Measuring the Value of Collaboration

Tags: Logistics I.T., Supply Chain Management

Bill Michalski is Vice President of Product Strategy, ArrowStream, 312-267-4456

Structured, achievable supply chain collaboration that drives savings relies on the relationship between purchasing and inbound logistics departments. Without real collaboration, two distinct decision-making processes exist based on separate performance metrics and personnel incentives.

Buyers determine what orders to place. Logistics planners determine how to route the shipments. Buyers strive to avoid stock-outs while keeping inventory levels low. Logistics planners work to avoid service failures, while minimizing freight costs.

The problem is, this two-step decision process can result in adjusting an order to save $50 in inventory carrying costs, at the expense of $500 in lost freight savings. In most networks, up to 30 percent in logistics savings may be left on the table.

In a true collaborative relationship between purchasing and logistics, order and routing pattern planning comprise a single, optimized decision process.

The prevailing assumption across many supply chains is that logistics savings improvements require ordering more full truckloads of product—a theory that feeds the gap between purchasing and logistics. Buyers and their purchasing systems can adopt the concept of ordering full truckloads whenever feasible, so why is a deeper collaboration necessary?

Optimization technology provides the answer. If companies use a planning-based optimization engine to consider all feasible possibilities for order size, timing, and frequency, while simultaneously considering all routing options, a significant percentage of the resulting solutions will recommend reducing order sizes to align them for the highest-possible trailer utilization.

In many freight lanes, the engine will still propose bigger orders. At a summary level, however, in most inbound networks, the proposed solutions have proven to reduce inventory levels, increasing turns while generating significant new freight savings.

This changes the game, removing the barrier to joint planning by delivering wins for both purchasing and logistics departments. It also creates a clear, measurable return on the collaborative activity.

This approach requires implementing new processes and technology, but the following strategies can make this solution extremely palatable, and begin driving results without wholesale change:

  • Implement the collaboration as a tangential planning process. Establish guidelines for ordering and routing, without generating the orders and loads. Most purchasing systems can accept the ordering guidelines users create, and most transportation management systems find the most efficient routes once the orders are optimally placed. The respective teams retain process ownership.
  • Don't rely on spreadsheets.
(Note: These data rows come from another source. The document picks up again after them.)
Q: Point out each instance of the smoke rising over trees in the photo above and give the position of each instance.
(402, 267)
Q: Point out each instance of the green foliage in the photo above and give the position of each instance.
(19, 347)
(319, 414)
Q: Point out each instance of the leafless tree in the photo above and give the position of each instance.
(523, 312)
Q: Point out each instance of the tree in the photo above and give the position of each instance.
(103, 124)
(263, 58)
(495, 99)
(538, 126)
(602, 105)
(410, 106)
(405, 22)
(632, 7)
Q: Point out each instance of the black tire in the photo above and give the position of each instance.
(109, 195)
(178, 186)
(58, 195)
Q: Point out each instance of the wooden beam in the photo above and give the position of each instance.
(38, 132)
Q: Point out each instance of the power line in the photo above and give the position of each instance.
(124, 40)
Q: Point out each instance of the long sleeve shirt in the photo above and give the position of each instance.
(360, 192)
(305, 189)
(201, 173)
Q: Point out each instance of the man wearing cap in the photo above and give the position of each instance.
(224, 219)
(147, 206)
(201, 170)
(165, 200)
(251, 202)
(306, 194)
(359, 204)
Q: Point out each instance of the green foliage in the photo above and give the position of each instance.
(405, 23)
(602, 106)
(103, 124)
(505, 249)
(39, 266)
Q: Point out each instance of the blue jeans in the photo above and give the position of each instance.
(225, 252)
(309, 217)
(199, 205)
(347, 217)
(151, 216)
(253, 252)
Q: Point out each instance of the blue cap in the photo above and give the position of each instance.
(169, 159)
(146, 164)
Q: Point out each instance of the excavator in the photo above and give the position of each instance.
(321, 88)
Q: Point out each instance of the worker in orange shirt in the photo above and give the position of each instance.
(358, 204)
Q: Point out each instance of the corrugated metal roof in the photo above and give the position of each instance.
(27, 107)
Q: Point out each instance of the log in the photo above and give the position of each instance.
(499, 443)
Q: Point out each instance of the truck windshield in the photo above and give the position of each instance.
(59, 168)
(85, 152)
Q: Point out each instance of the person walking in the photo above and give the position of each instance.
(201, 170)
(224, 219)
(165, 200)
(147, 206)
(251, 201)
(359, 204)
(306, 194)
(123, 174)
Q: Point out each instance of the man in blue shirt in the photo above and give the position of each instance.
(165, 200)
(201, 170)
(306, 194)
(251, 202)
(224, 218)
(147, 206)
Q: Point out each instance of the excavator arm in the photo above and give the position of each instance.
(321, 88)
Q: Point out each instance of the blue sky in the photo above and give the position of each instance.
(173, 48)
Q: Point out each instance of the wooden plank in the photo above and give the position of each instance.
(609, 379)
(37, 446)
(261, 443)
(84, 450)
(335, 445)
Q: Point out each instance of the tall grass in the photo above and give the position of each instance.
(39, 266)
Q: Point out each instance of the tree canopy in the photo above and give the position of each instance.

Route optimization is nearly impossible without optimization software. Adding inventory constraints and order pattern flexibility exponentially increases the number of possible solutions. Hunting and pecking for the opportunities will simply never find the savings.
  • Don't forget the inbound freight you don't manage today. By incorporating planning for inbound lanes currently managed by shippers, you will find new opportunities in lanes that previously seemed out of alignment with your network.
  • Measure, monitor, and close the feedback loop. Your solutions are not just guidelines—they are performance targets to measure against. They can also drive compliance monitoring as orders are generated, and provide the means to correct savings shortfalls before the loads are tendered.

It's time to stop talking about collaboration, and start measuring it.